Plus loin sur le même mur, Fanny Lavergne (qui aux Célestins présentait une vidéo : un lustre se désagrégeant https://brigetoun.blogspot.fr/2017/10/un-pas-dans-le-parcours-de-lart.html ), expose un faubert et une balayette
Dans une ouverture sur le hall, Flo Arnold expose une grappe de pétales blanches, écho à la très grande guirlande qui occupe le choeur des Cordeliers
Depuis plusieurs années, je réalise des installations urbaines. Ces volumes organiques flottent, dansent, sont en lévitation...
Et, à gauche de la porte, plaisir de retrouver les portraits rêveurs du toulonnais Cyril Besson (j'avoue mon goût pour eux) plus petits seulement, me semble-t-il, que ceux exposés au premier étage du cloître
Dans son présent il révèle les stigmates du temps avec ses carnets de rêves.

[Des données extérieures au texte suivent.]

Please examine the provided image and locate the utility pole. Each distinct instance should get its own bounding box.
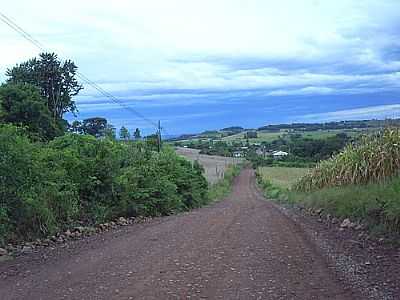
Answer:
[157,120,161,152]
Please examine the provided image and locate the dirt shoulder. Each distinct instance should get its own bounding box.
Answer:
[0,170,382,299]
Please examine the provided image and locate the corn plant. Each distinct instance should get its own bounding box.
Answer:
[294,128,400,191]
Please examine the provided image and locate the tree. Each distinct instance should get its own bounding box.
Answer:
[68,120,83,134]
[103,124,117,140]
[133,128,141,140]
[0,83,64,140]
[6,53,83,120]
[119,126,131,140]
[82,117,107,137]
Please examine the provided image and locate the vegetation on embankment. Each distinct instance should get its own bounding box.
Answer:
[294,128,400,191]
[207,164,242,201]
[0,125,209,244]
[257,128,400,237]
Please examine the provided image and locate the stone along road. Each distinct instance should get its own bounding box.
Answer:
[0,170,358,299]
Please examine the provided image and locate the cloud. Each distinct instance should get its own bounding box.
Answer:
[298,104,400,122]
[0,0,400,132]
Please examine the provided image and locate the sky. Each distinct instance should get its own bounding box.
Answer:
[0,0,400,135]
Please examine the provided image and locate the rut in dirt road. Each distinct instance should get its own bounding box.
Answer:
[0,170,357,300]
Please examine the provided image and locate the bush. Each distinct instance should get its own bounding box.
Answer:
[0,125,208,243]
[295,128,400,191]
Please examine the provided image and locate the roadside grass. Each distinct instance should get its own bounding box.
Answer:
[257,167,308,189]
[256,167,400,236]
[207,164,242,202]
[287,177,400,234]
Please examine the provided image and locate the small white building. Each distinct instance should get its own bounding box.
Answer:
[272,151,289,158]
[233,151,244,157]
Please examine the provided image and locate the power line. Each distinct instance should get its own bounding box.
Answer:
[0,12,158,128]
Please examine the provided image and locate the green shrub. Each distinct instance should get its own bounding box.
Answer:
[0,125,208,243]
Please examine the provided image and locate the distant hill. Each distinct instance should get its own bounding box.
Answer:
[257,119,400,131]
[220,126,245,133]
[169,119,400,141]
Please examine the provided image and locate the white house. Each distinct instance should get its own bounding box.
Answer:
[272,151,289,158]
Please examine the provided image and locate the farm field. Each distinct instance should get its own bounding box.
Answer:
[258,167,309,189]
[222,129,365,143]
[176,147,242,184]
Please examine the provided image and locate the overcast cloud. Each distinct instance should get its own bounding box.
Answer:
[0,0,400,133]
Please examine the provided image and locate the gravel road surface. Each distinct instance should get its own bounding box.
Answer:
[0,169,359,300]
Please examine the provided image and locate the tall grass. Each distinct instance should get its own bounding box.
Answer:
[294,128,400,192]
[207,164,242,202]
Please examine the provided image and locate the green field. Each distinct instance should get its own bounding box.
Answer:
[257,167,309,189]
[222,129,364,143]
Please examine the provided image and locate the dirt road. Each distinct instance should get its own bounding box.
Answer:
[0,170,358,300]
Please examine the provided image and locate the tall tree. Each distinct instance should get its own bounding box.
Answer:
[6,53,83,119]
[82,117,107,137]
[103,124,117,140]
[133,128,141,140]
[119,126,131,140]
[68,120,83,134]
[0,83,64,140]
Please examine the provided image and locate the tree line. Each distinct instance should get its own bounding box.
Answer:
[0,53,208,246]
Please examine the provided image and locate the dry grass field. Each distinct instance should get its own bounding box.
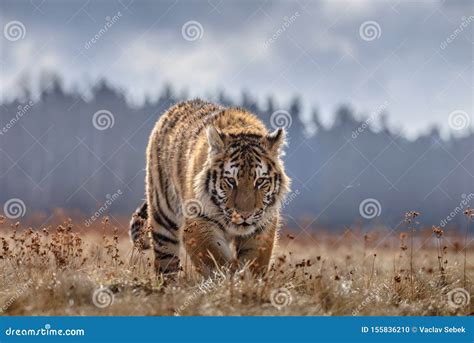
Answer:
[0,213,474,316]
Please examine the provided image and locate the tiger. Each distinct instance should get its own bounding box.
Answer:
[130,99,291,276]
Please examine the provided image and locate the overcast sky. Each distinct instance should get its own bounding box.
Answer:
[0,0,474,136]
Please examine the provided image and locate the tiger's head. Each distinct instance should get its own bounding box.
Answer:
[195,126,290,235]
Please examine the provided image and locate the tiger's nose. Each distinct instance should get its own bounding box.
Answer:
[234,210,253,220]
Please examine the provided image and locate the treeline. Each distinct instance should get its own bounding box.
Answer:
[0,79,474,227]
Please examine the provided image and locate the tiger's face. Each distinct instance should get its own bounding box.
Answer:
[200,127,289,235]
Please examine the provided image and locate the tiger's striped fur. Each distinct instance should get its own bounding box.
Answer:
[131,100,290,275]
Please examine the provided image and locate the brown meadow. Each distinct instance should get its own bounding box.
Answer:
[0,212,474,316]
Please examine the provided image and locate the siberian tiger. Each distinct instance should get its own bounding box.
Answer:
[131,100,290,275]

La mer est son élément d'inspiration.
Au centre de la pièce, Awena Cozannet avec une forme légèrement comique et plus violemment colorée que ses cordages modelés de la Chapelle Saint Michel et du Cloître
deux bocaux aux galets flottants de Yael Dansault (nef des Cordeliers)
Face à la dureté du réel, mon travail s'inscrit dans une dimension poétique et sereine.
Et, sous verre, présentée par Cluca, une cagoule dorée comme celle qui masque certains des personnages des grands panneaux exposés au rez-de-chaussée du Cloître https://brigetoun.blogspot.fr/2017/10/parcourir-le-rez-de-chaussee-du-cloitre.html mais ornée de longues franges bleues (au mur derrière un tondo comme les deux du Cloître).
Le thème ici traité reflète mon inquiétude quant à notre devenir en tant que Personne-s dans un contexte produisant rejet, exclusion...
Enfin, à côté de l'arcade donnant sur la pièce suivante, éclairée par une fenêtre en façade, un beau masque d'India Leire (après les Célestins https://brigetoun.blogspot.fr/2017/10/un-pas-dans-le-parcours-de-lart.html)
Dans l'arcade, et dans la salle, le charme coloré, et nuageux un peu, de l'oeuvre des enfants...

J'ai salué la gentille bénévole dans le hall, piapiaté un moment, et m'en suis revenue.